Still, when it comes to a fanatical devotion usually reserved for the unexpected minions of the Spanish Inquisition, nothing beats your dyed-in-union-label Marxist. I fondly remember listening back in the 60s and 70s to these fellows at school, standing behind tables strewn with ink smudged CPUSA pamphlets printed on paper too flimsy to make credible toilet tissue. As it became my avowed purpose in life by the mid 70s to distance myself as far as possible from my proletarian origins, their efforts were ultimately wasted on me. Still, like Scientologists, Lyndon LaRouche's followers and cultists of all sorts, one had to admire their almost inexhaustible capacity for cognitive dissonance.
They're getting harder and harder to find these days, even in American universities. Harder but, by golly, still not quite impossible. Here then, by way of Arts & Letters Daily, is a bit of newly-minted nostalgia (hey, that phrase sounds vaguely dialectical!), eco-socialist John Bellamy Foster's latest searing indictment of The Imperialist World System.

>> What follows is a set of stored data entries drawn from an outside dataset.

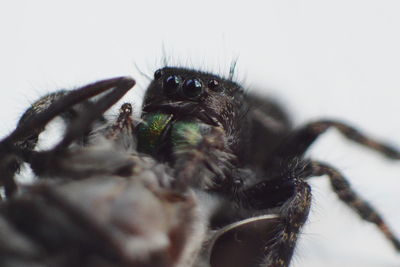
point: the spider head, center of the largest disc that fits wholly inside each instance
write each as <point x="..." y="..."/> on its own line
<point x="197" y="96"/>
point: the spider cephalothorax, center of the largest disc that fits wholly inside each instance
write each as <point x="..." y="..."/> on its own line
<point x="200" y="100"/>
<point x="207" y="177"/>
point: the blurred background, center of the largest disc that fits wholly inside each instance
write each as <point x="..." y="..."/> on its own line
<point x="320" y="59"/>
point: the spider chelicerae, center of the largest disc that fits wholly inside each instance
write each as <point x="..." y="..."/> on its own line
<point x="207" y="176"/>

Let me just stir your own memories with the opening paragraph:
The concept of the imperialist world system in today’s predominant sense of the extreme economic exploitation of periphery by center, creating a widening gap between rich and poor countries, was largely absent from the classical Marxist critique of capitalism. Rather this view had its genesis in the 1950s, especially with the publication fifty years ago of Paul Baran’s Political Economy of Growth.1 Baran’s work helped inspire Marxist dependency and world system theories. But it was the new way of looking at imperialism that was the core of Baran’s contribution. A half-century later it is important to ask: What was this new approach and how did it differ from then prevailing notions? What further changes in our understanding of imperialism are now necessary in response to changed historical conditions since the mid-twentieth century?
Oh, yeah... good times!
1 comment:
I met one avowedly Marxist professor as an undergraduate (at least the professor in question seemed Marxist). The rest were either garden variety liberals (the vast majority of them) or moderate conservatives. There may have been one social conservative in the history department but I never took any of his courses and never had much interaction with him.